W.J.B. Greenwood Provincial Park is a 465 hectare recreational park established in 1985. Ontario Parks places it on Highway 11 about 110 kilometres north of North Bay, with access by the Montreal River and Bay Lake or by road off Highway 11 south of Latchford.

The official page highlights geological attractions including volcanic dikes from the Early Precambrian period and metamorphic hybrid minerals created under deep crustal pressure.

Why Visit W.J.B. Greenwood Provincial Park

W.J.B. Greenwood is a compact park for visitors who want a mix of river access, simple facilities, and geology. Ontario Parks says visitors might also spot felsic igneous specimens, explaining felsic as a hybrid word for light-coloured igneous material that is part feldspar and part silica.

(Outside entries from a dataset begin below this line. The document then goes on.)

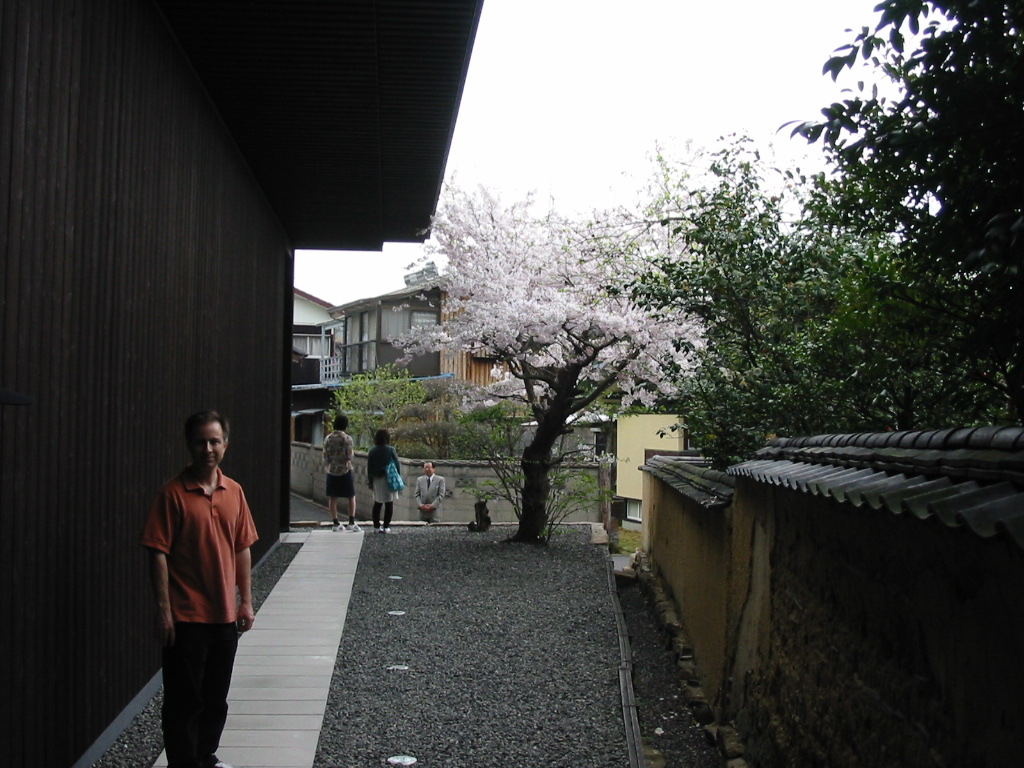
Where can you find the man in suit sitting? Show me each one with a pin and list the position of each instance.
(430, 494)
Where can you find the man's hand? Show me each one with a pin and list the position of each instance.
(164, 627)
(246, 617)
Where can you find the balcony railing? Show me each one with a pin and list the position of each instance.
(331, 371)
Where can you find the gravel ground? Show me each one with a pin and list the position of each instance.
(665, 721)
(511, 653)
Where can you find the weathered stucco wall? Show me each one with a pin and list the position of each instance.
(849, 636)
(308, 480)
(691, 552)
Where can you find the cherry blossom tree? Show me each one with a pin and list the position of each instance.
(547, 298)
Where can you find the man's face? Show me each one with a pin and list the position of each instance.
(207, 445)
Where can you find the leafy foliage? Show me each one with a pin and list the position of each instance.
(374, 400)
(545, 297)
(804, 333)
(941, 168)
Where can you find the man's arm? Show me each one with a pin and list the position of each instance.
(161, 591)
(244, 579)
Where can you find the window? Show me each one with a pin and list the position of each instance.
(634, 509)
(311, 346)
(423, 318)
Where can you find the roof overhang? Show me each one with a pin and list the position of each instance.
(343, 110)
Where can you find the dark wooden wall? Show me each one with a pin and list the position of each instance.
(143, 276)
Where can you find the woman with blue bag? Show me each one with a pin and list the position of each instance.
(385, 478)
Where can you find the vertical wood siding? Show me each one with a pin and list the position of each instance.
(143, 276)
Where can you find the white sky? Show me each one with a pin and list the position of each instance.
(568, 98)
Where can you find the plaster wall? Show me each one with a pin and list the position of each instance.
(849, 636)
(691, 551)
(634, 435)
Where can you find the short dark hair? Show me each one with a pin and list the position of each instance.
(205, 417)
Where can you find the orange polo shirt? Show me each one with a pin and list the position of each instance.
(201, 535)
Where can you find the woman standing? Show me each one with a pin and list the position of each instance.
(380, 456)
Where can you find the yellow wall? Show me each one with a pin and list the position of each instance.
(636, 434)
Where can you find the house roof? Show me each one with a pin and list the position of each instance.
(971, 478)
(343, 111)
(309, 297)
(394, 296)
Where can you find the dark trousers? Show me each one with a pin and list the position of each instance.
(388, 511)
(197, 676)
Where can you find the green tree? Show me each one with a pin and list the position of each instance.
(940, 168)
(803, 334)
(374, 400)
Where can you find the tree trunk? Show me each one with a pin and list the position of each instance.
(536, 486)
(537, 480)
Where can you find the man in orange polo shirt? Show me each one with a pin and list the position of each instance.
(199, 534)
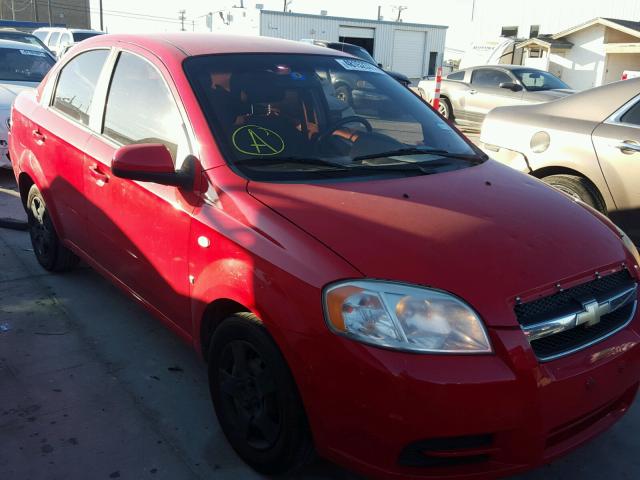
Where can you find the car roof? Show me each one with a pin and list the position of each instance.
(192, 44)
(20, 45)
(503, 66)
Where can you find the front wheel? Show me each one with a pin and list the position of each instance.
(49, 250)
(578, 188)
(256, 399)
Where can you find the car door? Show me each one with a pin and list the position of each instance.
(617, 144)
(485, 92)
(140, 230)
(60, 132)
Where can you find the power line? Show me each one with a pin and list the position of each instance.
(182, 15)
(115, 13)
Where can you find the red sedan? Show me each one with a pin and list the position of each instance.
(361, 280)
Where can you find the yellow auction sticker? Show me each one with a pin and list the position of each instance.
(256, 140)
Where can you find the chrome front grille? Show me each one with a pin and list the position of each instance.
(578, 317)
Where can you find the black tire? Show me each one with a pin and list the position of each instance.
(256, 399)
(445, 108)
(49, 250)
(344, 93)
(577, 187)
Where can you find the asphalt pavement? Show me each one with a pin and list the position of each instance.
(93, 387)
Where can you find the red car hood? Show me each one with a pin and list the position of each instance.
(487, 233)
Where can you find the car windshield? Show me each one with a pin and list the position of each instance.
(278, 117)
(23, 65)
(537, 80)
(79, 36)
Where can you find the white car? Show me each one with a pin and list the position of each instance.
(59, 40)
(22, 66)
(627, 74)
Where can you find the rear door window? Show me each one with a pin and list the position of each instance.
(632, 115)
(488, 77)
(77, 83)
(66, 39)
(456, 76)
(141, 109)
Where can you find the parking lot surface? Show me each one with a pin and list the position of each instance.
(91, 386)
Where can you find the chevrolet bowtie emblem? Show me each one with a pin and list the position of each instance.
(592, 313)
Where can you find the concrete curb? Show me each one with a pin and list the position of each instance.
(13, 224)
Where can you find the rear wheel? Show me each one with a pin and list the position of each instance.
(578, 188)
(49, 250)
(256, 399)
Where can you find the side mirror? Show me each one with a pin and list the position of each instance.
(511, 86)
(152, 162)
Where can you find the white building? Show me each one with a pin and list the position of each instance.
(587, 55)
(411, 48)
(492, 18)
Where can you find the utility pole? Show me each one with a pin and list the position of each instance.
(400, 9)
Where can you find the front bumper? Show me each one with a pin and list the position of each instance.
(4, 157)
(489, 416)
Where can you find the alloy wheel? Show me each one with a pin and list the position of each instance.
(249, 395)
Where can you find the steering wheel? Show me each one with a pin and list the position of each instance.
(344, 121)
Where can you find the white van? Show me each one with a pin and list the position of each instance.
(59, 40)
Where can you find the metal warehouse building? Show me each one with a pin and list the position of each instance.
(410, 48)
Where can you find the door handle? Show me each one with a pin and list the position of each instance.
(100, 177)
(628, 147)
(40, 138)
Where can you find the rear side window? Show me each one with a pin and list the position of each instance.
(53, 39)
(66, 39)
(77, 83)
(487, 77)
(141, 109)
(41, 35)
(632, 115)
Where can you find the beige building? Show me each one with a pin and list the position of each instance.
(587, 55)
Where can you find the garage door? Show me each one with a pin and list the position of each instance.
(408, 52)
(355, 32)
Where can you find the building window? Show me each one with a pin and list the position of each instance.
(534, 31)
(535, 53)
(509, 32)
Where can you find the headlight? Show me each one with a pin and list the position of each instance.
(403, 317)
(630, 245)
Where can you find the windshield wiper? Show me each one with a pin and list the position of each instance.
(422, 151)
(334, 166)
(291, 159)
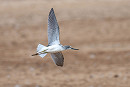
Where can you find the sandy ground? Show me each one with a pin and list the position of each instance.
(99, 28)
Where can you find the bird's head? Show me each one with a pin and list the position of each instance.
(69, 47)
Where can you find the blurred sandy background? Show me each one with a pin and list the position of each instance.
(99, 28)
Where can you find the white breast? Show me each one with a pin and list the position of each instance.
(54, 48)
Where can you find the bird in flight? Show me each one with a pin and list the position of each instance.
(54, 47)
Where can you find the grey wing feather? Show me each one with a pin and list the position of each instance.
(58, 58)
(53, 29)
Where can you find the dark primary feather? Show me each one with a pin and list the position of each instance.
(53, 29)
(58, 58)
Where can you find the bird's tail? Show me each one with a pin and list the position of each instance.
(39, 47)
(35, 54)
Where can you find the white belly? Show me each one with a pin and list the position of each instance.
(54, 49)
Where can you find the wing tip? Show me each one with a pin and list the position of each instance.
(51, 11)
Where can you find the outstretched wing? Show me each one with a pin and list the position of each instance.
(53, 29)
(58, 58)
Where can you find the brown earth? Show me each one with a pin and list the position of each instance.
(99, 28)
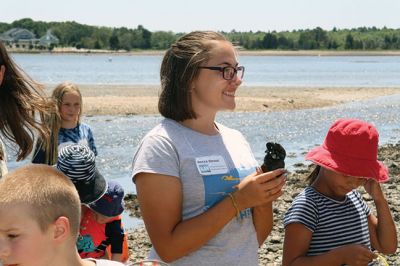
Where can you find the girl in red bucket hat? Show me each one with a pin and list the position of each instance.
(329, 223)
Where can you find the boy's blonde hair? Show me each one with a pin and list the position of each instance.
(48, 193)
(54, 120)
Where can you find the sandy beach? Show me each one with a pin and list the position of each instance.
(142, 100)
(134, 100)
(270, 253)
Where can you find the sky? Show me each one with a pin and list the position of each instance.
(218, 15)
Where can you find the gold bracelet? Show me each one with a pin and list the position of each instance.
(235, 205)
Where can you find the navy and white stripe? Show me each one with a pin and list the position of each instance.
(333, 223)
(77, 162)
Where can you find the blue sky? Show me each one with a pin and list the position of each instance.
(186, 15)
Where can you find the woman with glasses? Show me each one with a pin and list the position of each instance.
(203, 199)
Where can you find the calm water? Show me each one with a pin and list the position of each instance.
(117, 137)
(337, 71)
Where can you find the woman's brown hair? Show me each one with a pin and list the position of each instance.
(23, 106)
(180, 66)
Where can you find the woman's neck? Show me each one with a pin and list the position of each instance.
(202, 125)
(69, 124)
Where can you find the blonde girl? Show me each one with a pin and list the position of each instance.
(65, 125)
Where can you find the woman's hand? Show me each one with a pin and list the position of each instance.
(260, 188)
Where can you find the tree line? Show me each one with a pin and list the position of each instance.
(73, 34)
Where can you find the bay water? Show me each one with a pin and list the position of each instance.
(298, 131)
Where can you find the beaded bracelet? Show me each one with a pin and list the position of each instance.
(235, 205)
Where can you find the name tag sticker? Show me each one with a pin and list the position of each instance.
(211, 165)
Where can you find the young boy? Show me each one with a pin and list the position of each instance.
(101, 232)
(39, 219)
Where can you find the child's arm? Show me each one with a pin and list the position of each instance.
(382, 229)
(297, 242)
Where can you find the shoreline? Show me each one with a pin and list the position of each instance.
(241, 52)
(143, 99)
(270, 253)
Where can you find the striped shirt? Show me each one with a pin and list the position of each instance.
(333, 223)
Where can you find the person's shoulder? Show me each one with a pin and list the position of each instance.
(83, 125)
(225, 130)
(307, 197)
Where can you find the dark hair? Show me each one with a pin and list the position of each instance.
(314, 174)
(20, 99)
(179, 68)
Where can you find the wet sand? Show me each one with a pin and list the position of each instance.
(141, 100)
(270, 253)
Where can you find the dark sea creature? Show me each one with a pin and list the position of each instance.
(274, 157)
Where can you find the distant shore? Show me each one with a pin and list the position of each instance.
(73, 50)
(142, 100)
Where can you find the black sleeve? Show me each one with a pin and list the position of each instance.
(115, 235)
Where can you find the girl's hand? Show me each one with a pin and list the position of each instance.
(373, 188)
(260, 188)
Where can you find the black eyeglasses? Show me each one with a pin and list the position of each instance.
(229, 72)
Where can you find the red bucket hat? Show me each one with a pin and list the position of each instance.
(351, 148)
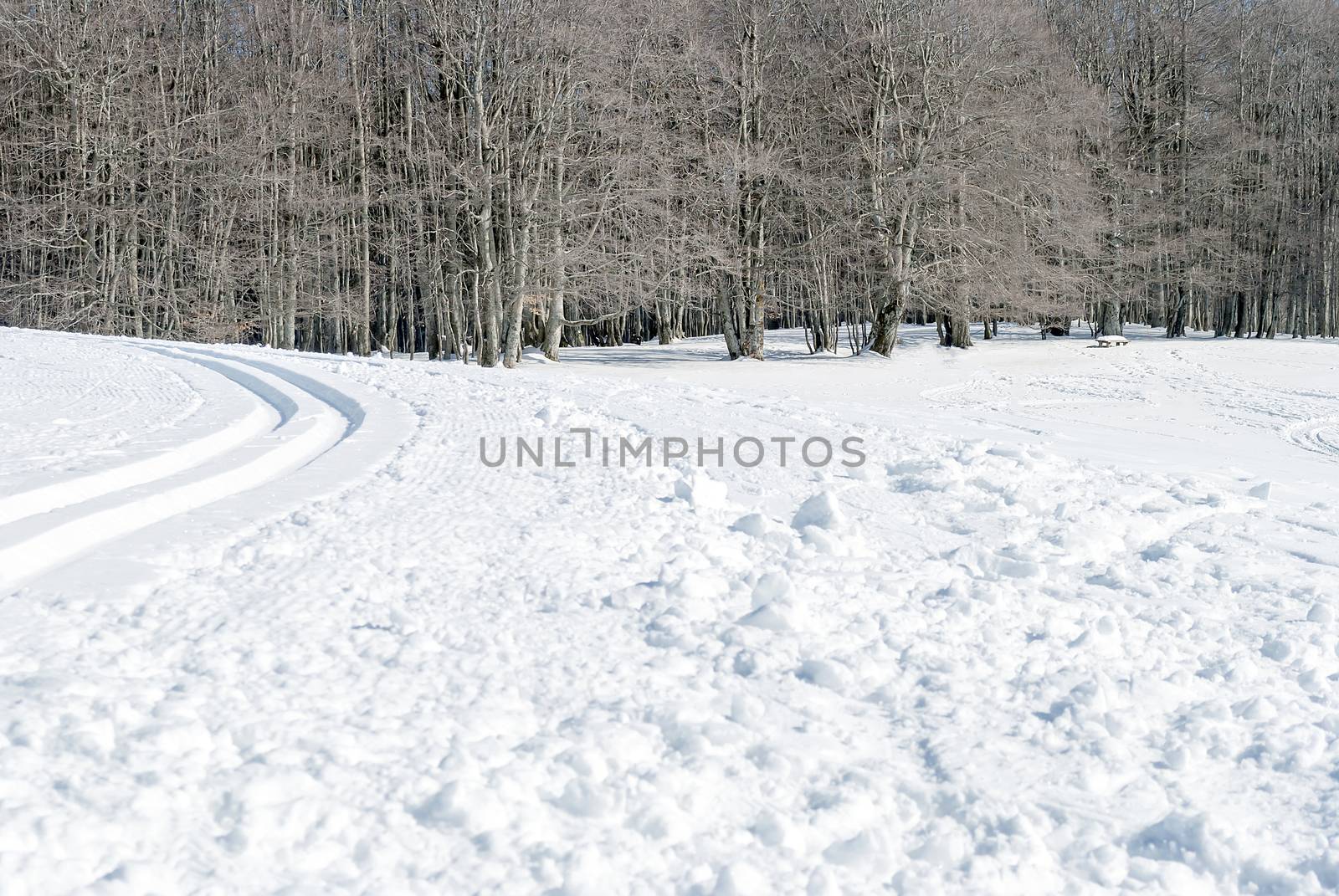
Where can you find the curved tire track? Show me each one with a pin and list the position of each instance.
(1319, 434)
(42, 530)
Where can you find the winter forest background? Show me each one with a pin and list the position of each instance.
(472, 177)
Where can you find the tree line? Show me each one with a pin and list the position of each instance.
(468, 178)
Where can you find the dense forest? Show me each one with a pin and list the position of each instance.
(472, 177)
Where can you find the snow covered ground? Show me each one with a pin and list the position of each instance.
(268, 623)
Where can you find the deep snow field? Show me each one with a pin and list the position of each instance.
(269, 626)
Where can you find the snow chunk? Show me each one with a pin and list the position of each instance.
(767, 617)
(821, 512)
(772, 586)
(752, 524)
(700, 490)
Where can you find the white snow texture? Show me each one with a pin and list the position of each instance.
(269, 626)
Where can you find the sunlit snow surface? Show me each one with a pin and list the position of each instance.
(268, 624)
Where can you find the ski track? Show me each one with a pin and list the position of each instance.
(995, 670)
(1319, 436)
(75, 515)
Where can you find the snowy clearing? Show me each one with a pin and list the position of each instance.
(269, 624)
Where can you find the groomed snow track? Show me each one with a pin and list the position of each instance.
(295, 419)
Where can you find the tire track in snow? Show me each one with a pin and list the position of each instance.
(1319, 434)
(84, 513)
(259, 421)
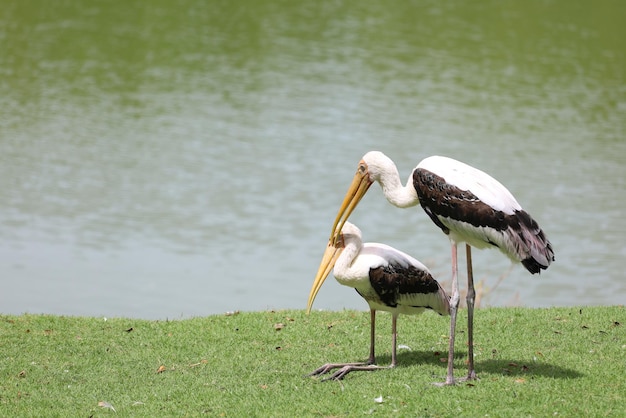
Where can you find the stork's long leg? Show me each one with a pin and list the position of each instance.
(454, 305)
(471, 294)
(345, 368)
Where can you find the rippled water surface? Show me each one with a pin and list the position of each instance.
(176, 159)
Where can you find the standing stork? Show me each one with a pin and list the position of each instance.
(469, 206)
(388, 279)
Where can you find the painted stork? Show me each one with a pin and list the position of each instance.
(388, 279)
(469, 206)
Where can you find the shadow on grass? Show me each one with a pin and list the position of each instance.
(502, 367)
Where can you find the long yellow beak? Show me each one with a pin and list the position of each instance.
(329, 259)
(360, 183)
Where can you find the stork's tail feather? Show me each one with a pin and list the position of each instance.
(534, 249)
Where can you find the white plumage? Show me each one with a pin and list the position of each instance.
(468, 205)
(388, 279)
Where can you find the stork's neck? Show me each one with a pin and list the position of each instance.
(397, 194)
(343, 271)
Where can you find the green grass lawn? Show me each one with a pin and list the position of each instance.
(568, 362)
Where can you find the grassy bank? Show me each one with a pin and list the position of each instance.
(532, 362)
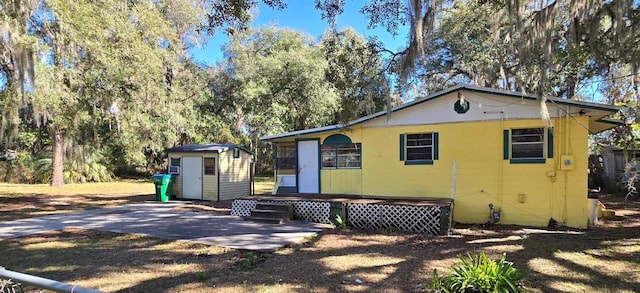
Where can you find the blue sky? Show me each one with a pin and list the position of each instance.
(302, 15)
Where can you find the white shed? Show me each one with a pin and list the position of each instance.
(211, 171)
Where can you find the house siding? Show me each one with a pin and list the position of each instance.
(235, 178)
(482, 174)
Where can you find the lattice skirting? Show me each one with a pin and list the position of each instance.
(421, 219)
(312, 211)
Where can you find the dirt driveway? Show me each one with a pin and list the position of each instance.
(170, 221)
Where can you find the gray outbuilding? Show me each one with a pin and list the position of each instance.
(212, 172)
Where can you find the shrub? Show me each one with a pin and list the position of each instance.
(479, 274)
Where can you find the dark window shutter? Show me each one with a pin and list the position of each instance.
(402, 147)
(436, 140)
(550, 142)
(505, 146)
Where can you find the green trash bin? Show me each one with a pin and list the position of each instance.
(162, 182)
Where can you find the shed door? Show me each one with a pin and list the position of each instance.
(308, 167)
(192, 177)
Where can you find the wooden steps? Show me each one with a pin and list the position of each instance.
(272, 213)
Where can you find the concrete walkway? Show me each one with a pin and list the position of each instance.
(159, 220)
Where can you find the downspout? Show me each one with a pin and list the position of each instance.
(218, 177)
(502, 162)
(566, 172)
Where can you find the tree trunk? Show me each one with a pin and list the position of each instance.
(57, 178)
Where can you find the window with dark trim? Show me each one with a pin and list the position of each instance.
(342, 156)
(285, 157)
(174, 162)
(209, 166)
(528, 145)
(419, 148)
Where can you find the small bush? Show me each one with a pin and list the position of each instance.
(479, 274)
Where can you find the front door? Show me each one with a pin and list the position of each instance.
(308, 167)
(192, 177)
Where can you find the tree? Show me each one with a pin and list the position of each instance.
(357, 72)
(273, 80)
(588, 33)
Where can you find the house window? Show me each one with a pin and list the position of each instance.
(342, 156)
(209, 166)
(528, 145)
(175, 162)
(419, 148)
(285, 157)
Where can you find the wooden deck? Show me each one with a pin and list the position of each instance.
(411, 214)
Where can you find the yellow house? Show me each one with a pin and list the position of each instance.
(475, 145)
(211, 171)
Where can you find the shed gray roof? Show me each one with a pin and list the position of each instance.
(197, 148)
(473, 88)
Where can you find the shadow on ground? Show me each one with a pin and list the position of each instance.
(602, 259)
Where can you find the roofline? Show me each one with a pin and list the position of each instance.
(473, 88)
(221, 150)
(303, 132)
(611, 121)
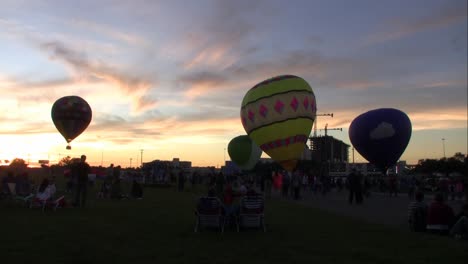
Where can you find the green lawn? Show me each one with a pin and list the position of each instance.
(159, 229)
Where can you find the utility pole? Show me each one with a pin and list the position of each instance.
(141, 159)
(326, 129)
(443, 146)
(315, 122)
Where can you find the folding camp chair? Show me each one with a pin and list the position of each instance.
(209, 214)
(251, 213)
(51, 203)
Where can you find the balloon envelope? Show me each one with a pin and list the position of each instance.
(278, 114)
(381, 135)
(244, 152)
(71, 116)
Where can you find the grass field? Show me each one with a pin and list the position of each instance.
(159, 229)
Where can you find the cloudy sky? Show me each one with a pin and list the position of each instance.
(168, 77)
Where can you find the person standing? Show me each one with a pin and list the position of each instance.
(82, 169)
(417, 213)
(354, 187)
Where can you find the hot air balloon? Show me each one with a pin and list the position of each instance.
(278, 114)
(381, 136)
(71, 116)
(244, 152)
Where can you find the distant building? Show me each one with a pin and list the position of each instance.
(328, 149)
(165, 171)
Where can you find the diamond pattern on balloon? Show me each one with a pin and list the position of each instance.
(306, 103)
(251, 116)
(279, 106)
(294, 103)
(312, 104)
(263, 110)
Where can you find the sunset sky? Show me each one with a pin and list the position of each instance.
(168, 77)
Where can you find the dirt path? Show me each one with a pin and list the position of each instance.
(378, 208)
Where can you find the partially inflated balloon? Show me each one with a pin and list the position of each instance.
(381, 135)
(244, 152)
(71, 116)
(278, 114)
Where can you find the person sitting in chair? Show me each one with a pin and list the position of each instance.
(137, 191)
(46, 190)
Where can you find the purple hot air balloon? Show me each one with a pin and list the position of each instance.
(381, 136)
(71, 116)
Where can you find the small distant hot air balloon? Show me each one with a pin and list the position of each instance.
(244, 152)
(71, 116)
(278, 114)
(381, 136)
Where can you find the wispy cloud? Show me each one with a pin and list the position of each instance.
(400, 28)
(135, 87)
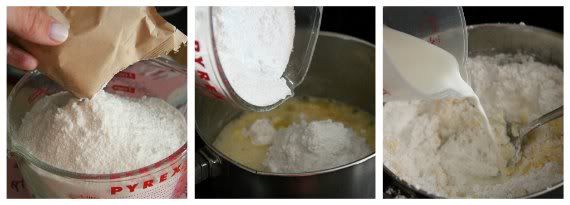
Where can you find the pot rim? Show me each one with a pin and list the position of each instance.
(302, 174)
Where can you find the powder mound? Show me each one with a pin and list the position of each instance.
(312, 146)
(107, 134)
(254, 45)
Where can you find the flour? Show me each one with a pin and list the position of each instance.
(107, 134)
(442, 147)
(254, 44)
(309, 146)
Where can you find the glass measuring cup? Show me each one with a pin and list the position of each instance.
(210, 77)
(160, 78)
(443, 27)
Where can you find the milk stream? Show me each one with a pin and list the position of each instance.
(427, 70)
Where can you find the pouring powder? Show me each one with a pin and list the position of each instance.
(441, 147)
(308, 146)
(107, 134)
(254, 45)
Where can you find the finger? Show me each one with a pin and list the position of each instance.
(33, 24)
(20, 58)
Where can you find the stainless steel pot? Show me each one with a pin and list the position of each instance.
(342, 69)
(491, 39)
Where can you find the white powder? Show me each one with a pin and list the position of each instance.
(254, 44)
(309, 146)
(107, 134)
(442, 147)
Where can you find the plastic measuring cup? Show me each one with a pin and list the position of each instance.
(160, 78)
(441, 26)
(210, 77)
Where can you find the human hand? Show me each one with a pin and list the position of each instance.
(34, 25)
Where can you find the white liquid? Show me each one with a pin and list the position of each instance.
(428, 69)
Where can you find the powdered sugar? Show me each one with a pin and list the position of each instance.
(442, 148)
(107, 134)
(309, 146)
(254, 44)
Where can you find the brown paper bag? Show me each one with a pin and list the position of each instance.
(103, 41)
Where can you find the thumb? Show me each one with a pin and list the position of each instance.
(33, 24)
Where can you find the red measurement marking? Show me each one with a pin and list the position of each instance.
(125, 74)
(123, 88)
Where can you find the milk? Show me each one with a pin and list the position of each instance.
(416, 69)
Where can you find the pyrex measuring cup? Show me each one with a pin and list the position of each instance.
(164, 179)
(210, 77)
(443, 27)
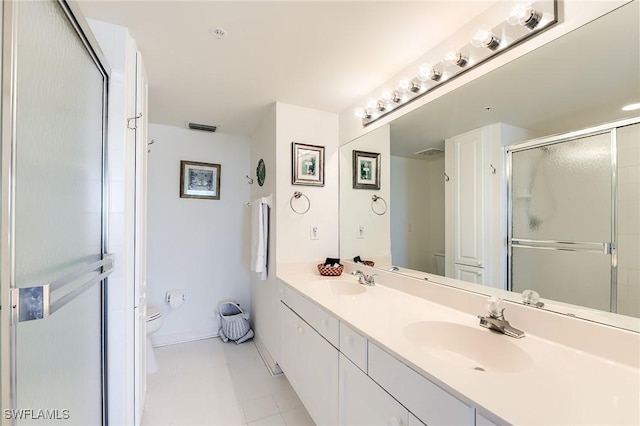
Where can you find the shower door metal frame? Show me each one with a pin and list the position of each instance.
(8, 75)
(572, 246)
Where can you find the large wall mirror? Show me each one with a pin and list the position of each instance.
(577, 81)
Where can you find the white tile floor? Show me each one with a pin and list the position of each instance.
(209, 382)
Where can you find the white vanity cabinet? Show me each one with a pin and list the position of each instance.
(363, 402)
(307, 358)
(428, 402)
(475, 203)
(344, 379)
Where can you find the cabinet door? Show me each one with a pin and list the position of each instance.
(468, 199)
(470, 274)
(363, 402)
(320, 378)
(311, 366)
(291, 332)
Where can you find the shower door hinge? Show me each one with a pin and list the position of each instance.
(29, 303)
(135, 126)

The facility list is modest: road access, parking, and trails to the water are the only visitor facilities. Recommended recreational activities are canoeing, swimming, and fishing.

That combination makes the park practical for a simple day plan, but not a fully serviced campground trip. The water access and geology are the core reasons to stop.

That modest facility list is helpful, but visitors still need to bring the day-use basics with them from home.

Things To Do

Plan around canoeing, swimming, fishing, trails to the water, Montreal River or Bay Lake access, Precambrian geology study, responsible rock observation, and a short day-use itinerary.

Planning Notes

Confirm access, parking, trail conditions, water conditions, fishing rules, no-extra-facility expectations, weather, alerts, maps, and park rules through Ontario Parks.

Park Details

Designation
Provincial Park
Jurisdiction
Provincial
Managing Agency
Ontario Parks
Province/Territory
Ontario

Non-operating park in Ontario Parks locator.